Becoming a San Francisco Baker, Part 2

By day two of Artisan Bread Baking Level III, I had a hunch: The cards just weren’t stacked in my team’s favour. Sure, we looked the part.Team 3 wore white chef’s coats buttoned to the collar with crisp, starched aprons secured at the waist. We clutched the same roll of formula-printouts in our hands as we entered the production facility. Just as the others, we plopped down our pens, smartphones and water bottles on our workbench and had access to the same high tech mixers and ovens.

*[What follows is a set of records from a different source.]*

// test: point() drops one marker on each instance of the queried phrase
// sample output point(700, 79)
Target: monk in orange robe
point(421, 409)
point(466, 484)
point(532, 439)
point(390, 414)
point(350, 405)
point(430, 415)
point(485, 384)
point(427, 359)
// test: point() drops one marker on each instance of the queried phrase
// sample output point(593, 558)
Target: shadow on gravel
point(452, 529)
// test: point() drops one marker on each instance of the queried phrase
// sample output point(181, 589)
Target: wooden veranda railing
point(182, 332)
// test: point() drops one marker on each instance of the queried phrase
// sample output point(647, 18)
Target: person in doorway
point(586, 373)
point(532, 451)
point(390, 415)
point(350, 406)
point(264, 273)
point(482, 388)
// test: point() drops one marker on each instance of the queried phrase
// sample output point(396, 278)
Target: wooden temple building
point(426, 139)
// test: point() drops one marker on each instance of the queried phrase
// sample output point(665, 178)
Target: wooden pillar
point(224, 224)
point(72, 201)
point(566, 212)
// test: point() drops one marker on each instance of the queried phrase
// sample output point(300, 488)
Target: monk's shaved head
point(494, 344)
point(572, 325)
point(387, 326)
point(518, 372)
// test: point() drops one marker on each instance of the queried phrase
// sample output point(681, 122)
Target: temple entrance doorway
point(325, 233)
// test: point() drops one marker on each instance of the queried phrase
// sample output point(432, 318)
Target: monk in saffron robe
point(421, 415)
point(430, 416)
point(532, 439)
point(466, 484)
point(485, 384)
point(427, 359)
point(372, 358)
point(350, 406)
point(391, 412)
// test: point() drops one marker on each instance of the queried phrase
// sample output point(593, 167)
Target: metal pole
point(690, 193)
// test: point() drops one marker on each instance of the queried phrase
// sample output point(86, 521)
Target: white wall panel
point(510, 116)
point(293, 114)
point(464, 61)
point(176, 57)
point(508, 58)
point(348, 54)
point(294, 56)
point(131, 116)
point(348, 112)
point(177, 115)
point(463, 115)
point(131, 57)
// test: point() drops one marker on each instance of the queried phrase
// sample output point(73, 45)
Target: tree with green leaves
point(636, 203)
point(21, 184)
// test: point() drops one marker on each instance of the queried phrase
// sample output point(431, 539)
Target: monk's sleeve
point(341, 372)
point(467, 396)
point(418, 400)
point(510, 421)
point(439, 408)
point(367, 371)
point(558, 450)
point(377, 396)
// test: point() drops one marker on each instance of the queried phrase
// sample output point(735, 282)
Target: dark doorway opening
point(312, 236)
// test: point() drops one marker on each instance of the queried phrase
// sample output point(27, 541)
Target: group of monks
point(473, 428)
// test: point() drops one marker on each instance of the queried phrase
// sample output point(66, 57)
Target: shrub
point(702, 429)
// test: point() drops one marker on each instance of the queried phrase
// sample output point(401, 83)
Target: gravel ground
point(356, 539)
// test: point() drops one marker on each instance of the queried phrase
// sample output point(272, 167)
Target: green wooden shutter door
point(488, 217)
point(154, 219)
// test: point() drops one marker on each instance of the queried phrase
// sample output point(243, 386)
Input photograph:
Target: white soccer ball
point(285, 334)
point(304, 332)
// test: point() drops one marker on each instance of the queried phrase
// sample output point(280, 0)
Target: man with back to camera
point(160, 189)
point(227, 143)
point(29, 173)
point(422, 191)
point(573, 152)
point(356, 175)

But there was no doubt about it: Team 3 lacked a certain, shall I say, je ne sais quoi.

Me and my mixer.
Me and my mixer.

Didier tried to be diplomatic but I know he knew what I knew, even before I knew it.

It was called experience.

The pros in our class knew exactly how to operate the second they stepped into the spotless bakery. But for us rookies, it was our first swing up at the bat in the big leagues.

Worse still, the real bakers knew that time was of the essence. They circled around the large room and took a mental log of where all the important stuff lived, like tubs and cylinders used to scale ingredients or hold fermenting dough. They instantly sourced out the Essential Four (flour, water, yeast and salt) and understood that all the water had to be cycled through a digital cooler then laboriously calibrated with a probe thermometer.IMG_2828_EDIT From the corner of my eye, I saw a flurry of activity, bakers racing by our workbench wielding tall, plastic stacks of containers, pulling bins-on-wheels full of flour and figuring out which scales worked and which didn’t.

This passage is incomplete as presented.